Try describing this in your own way,
this phrase is overused.
he must be a very good friend if he inspired you to write about him.
I think you’ve done a good job describing your friend. I like that you aren’t afraid to end the poem so abruptly.
Tell me more. I know this says alot but i’ll bet you have more in you. I like what i have seen but it could be longer and more descriptive. THANKS SANDI
I think it’s cute but i don’t think that i got a good picture of him. If you really know him, you should be able to describe him fuller. What does he look like? How much does he love anime? Don’t tell, show. Show with your words. That’s the best writing advice i ever recieved. <3 ames plaza.
I like this, but it feels like just a beginning. I really want to know more, perhaps you could ponder upon your friend and come up with a few more verses so that we might see a picture of them and their traits with crisp clarity. Thanks for writing this. I really appreciate your idea with this poem.
~Melissa
This is really good i like it. it’s a description of that person. You did really good.

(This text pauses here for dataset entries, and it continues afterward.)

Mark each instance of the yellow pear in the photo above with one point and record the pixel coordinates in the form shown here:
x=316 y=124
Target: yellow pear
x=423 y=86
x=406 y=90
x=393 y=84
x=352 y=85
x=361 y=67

It’s strange reading a poem about someone you don’t know. It’s just a small piece of them. I find it really hard to write about a person. Because there is so much to write. I really like your poem. It’s simple and it still says a lot.
I think that you could be a lot more descriptive about this person. As of now, I feel like you could be talking about my neighbor, my little brother, the guy who works at the corner store, that kid in my high school math class etc. Himself doesn’t seem to unique to me.
You start to hit on it when you say he has a love for cars and anime. What else about your friend should I know? THe rest of your poem could literally be about almost anyone.
So, yeah, be more specific with this one.